If you’re the parent of one or more middle-schoolers, you know the drill. They hate you. They love you. Their friends are the best ever. They hate their friends. They never want to go to school again. They can’t live without school. Most of all, they can’t stand to be seen with you! Well…most of the time, anyway. So, if you’re planning a family vacation, how do you deal with the crazy personality of your tween?
Every year, plenty of parents drag their middle schoolers on vaction, including to Europe, some of them kicking and screaming. But if you know how just where to go, how to organize your itinerary, and when to give in a little, your family can have a pleasant trip that’s not just one big screaming match. You’ll just need to follow some helpful tips.
Choosing a Suitable Destination
When looking for a place to spend their vacation money, most families try to consider a destination that will be enjoyed by the entire family, but problems sometimes arise when parents still look at their tweens as kids rather than burgeoning adults. The likes and dislikes of 11-13 year-olds are largely different from those of a 7-9 year-old but not quite equivalent with older teens, so parents should plan accordingly when looking for a good vacation spot in Europe. Most of all, you should let them have a little input.
If you don’t have a specific location that you simply must include on your itinerary, start the discussion by giving your tween (and your other children, if you have them) a list of the possible places you might like to visit. Then send them to their computer. These days, most tweens spend hours a day on their computer or tablet and know how to do in-depth research. Let them take a look at each destination you’re considering to ascertain what there is to see and do. Give them specific instructions such as “Find 3 attractions you’d like to visit” or “Look for 2 outdoor activities you’d like to do.” We can bet you that your kid will come back with way more than 2 or 3.
But do think about the choices you give them. Most tweens will love London, for example, but may not be so fond of Brussels or Dubrovnik, so save those trips for you and your significant other. Kids tend to love Italy in general because it has a little of everything, from beaches and volcanoes to ancient ruins and cool attractions like the Leaning Tower of Pisa. Paris is pretty cool, too, especially for tween girls who enjoy the fashion scene. That age group seems to like Barcelona as well, especially the funky Gaudi architecture there.
Another fun idea? Go someplace where there are lots of castles, like France’s Loire Valley, parts of Germany, and perhaps Ireland. These are especially enticing to kids who like Harry Potter and perhaps virtual games like Dungeons and Dragons and all of the similar games that it has spawned.
Making an Itinerary
Once you’ve chosen your destination, chances are that your tween might start off the vacation discussion by saying: “No old buildings and no museums!” Of course, ancient buildings and great museums are what Europe is all about and there’s no doubt that you – the adult – will want to see some of those museums, cathedrals, monuments, and other landmarks during your family vacation.

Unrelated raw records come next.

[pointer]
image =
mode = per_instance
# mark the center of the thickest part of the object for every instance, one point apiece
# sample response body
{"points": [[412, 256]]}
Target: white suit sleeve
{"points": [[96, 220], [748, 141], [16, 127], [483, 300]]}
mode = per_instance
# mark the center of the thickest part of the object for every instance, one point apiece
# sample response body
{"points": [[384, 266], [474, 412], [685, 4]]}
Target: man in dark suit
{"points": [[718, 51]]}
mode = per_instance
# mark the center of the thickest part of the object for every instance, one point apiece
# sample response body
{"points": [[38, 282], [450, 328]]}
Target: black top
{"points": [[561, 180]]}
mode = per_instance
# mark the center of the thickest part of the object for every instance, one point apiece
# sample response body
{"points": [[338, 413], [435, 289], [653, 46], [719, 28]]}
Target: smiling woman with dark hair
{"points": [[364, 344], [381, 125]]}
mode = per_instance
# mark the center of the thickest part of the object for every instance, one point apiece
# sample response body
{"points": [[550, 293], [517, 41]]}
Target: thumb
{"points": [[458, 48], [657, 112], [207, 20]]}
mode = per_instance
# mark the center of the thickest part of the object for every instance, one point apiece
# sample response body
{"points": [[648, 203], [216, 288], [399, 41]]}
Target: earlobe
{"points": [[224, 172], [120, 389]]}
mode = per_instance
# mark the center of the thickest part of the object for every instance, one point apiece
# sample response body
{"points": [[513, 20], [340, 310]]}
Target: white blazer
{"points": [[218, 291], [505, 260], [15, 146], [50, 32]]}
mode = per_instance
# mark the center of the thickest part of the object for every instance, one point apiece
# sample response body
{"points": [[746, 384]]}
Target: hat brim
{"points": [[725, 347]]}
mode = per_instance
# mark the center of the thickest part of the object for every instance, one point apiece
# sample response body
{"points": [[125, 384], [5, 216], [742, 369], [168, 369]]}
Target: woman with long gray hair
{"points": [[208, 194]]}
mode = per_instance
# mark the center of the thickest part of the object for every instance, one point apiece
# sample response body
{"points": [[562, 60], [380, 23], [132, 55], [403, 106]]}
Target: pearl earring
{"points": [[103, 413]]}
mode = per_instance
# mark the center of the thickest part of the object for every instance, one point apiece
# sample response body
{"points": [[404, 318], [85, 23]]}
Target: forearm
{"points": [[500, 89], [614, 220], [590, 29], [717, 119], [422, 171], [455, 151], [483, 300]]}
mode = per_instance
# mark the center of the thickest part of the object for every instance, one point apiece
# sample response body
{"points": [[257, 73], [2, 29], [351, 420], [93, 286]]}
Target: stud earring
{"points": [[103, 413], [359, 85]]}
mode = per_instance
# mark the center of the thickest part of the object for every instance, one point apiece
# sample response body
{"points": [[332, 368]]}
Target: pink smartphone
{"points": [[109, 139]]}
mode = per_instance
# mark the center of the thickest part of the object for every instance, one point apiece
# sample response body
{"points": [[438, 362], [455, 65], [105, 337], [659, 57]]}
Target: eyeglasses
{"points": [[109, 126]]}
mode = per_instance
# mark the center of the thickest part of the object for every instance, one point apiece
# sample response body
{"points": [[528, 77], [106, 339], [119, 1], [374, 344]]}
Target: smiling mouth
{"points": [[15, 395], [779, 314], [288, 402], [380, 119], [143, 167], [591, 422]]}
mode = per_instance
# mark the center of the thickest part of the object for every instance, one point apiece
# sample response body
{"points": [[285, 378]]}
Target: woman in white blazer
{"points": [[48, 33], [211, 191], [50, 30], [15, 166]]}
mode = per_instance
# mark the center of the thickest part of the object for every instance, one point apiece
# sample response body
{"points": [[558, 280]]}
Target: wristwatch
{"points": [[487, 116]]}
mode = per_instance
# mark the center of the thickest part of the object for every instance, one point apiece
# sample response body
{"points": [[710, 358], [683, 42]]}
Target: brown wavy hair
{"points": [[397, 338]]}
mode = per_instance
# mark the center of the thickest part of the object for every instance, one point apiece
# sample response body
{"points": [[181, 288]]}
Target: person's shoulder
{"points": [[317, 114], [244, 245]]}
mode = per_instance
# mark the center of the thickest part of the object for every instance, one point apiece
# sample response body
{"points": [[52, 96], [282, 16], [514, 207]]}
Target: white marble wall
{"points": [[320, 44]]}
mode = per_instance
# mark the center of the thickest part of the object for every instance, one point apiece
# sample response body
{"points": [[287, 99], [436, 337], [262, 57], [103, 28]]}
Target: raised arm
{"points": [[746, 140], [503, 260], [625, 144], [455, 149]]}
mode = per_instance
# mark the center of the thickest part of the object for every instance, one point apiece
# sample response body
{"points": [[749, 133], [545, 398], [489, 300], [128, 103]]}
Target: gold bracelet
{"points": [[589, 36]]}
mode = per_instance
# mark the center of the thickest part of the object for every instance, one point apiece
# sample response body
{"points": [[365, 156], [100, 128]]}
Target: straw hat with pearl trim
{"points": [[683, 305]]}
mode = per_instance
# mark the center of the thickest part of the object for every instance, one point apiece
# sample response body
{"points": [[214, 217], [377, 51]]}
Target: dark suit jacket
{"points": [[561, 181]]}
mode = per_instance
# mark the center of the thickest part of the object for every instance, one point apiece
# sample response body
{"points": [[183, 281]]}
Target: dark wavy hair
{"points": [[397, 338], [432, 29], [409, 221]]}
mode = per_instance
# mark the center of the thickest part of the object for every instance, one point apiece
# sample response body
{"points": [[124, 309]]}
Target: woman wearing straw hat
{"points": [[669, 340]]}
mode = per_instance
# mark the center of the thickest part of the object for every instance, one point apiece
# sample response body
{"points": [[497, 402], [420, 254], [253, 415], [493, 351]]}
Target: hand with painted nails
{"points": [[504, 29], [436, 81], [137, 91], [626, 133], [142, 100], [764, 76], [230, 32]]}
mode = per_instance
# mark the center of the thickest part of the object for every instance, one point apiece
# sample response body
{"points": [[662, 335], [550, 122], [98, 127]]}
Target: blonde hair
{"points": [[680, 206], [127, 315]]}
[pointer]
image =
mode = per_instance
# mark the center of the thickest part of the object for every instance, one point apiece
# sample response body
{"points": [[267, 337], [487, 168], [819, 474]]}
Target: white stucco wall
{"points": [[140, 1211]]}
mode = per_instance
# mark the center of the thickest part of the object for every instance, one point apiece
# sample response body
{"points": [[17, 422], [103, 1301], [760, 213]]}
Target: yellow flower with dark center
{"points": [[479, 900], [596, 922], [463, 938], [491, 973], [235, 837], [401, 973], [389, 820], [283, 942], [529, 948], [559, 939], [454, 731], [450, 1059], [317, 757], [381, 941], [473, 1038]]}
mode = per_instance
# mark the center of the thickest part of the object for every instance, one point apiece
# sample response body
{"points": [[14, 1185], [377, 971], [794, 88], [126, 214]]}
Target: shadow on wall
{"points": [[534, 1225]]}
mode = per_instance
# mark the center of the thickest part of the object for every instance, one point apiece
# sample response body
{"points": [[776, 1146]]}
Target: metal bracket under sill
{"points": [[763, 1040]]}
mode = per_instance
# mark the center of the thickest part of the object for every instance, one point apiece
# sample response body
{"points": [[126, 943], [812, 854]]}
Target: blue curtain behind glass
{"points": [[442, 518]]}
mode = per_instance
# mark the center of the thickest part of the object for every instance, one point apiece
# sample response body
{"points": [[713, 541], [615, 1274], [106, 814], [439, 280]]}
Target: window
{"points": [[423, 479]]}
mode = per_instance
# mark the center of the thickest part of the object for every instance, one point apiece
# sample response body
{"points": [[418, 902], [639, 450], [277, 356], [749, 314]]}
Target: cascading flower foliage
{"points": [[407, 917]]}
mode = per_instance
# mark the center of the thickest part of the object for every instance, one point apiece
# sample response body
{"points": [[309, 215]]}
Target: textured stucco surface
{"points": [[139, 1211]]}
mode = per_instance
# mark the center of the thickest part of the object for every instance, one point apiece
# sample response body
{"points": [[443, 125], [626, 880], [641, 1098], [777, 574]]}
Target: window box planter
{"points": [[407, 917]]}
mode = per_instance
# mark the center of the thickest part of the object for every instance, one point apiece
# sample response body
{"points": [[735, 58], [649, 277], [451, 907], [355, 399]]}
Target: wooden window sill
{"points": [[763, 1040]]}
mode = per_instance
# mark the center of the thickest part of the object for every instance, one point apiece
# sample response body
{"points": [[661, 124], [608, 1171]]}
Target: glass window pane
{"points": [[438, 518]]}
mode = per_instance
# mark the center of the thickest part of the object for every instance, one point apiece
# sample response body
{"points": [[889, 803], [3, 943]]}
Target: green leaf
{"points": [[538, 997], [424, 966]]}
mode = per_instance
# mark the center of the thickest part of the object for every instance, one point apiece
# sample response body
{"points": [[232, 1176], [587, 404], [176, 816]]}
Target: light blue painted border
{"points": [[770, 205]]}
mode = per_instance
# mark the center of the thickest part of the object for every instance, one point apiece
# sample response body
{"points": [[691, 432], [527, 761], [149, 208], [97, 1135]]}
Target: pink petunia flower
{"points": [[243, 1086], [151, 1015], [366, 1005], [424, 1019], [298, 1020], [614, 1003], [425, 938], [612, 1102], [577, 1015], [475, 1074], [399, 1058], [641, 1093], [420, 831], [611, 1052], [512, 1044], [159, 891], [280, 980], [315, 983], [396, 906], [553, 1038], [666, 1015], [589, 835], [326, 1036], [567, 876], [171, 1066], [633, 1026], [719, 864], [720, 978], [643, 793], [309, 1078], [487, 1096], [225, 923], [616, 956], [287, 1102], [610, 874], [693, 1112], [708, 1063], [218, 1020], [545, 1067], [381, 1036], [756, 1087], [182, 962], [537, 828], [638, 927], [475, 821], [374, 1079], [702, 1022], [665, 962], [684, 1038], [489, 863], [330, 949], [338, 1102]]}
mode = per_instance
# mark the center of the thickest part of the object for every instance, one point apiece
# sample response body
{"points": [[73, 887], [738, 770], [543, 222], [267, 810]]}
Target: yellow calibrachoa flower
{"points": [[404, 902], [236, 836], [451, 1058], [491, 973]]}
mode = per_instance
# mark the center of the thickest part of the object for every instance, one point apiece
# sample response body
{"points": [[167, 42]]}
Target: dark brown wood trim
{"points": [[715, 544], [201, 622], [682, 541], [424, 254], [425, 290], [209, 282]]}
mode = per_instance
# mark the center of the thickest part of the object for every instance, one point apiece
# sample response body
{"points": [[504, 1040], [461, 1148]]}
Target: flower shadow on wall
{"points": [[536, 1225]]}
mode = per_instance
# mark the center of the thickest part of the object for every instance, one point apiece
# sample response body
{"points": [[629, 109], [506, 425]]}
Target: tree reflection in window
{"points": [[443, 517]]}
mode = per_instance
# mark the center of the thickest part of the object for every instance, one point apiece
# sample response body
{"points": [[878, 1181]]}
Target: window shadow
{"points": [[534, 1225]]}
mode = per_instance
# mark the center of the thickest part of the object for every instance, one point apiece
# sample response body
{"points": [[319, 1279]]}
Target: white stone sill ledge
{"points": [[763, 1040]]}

If you’re tween has done his/her homework, he’s probably found some old buildings and museums that might be enticing as well. If so, be sure to add those to the must-see list. Then have a chat with your middle schooler about the things you’d like to see and add those to the schedule as well. But take into consideration that perhaps you don’t have to see the entire Louvre while you’re in Paris, for example. Maybe you can just zero in on a few sections that include an era or medium that excites you.
Be sure to also include “active” pursuits on your list. For example, Copenhagen, Denmark is a wonderful place for bike riding, so if you’re there, plan to rent some two-wheeled vehicles and explore the city. In London, you can go horseback riding in Hyde Park or, in winter, ice skating on some outdoor rinks. In Italy, families that enjoy hiking together can trek to one of Southern Italy’s four volcanoes – Mount Vesuvius, Stromboli, Vulcano, and Mount Etna. You get the picture. Mix it up so that your vacation isn’t all standing in line or standing around looking at old stuff.
Look for Family-Friendly Accommodations
Where you stay when you vacation in Europe with your tween can make all the difference. Even if that country inn or B&B looks enticing to you – you know, the one without phones and TVs – opt for the chain hotel that has a pool and game room. You’d be surprised at how agreeable your tween can become once you give him a roll of quarters and send him off to play pinball or when you let her splash around for an hour while you read your book by the pool.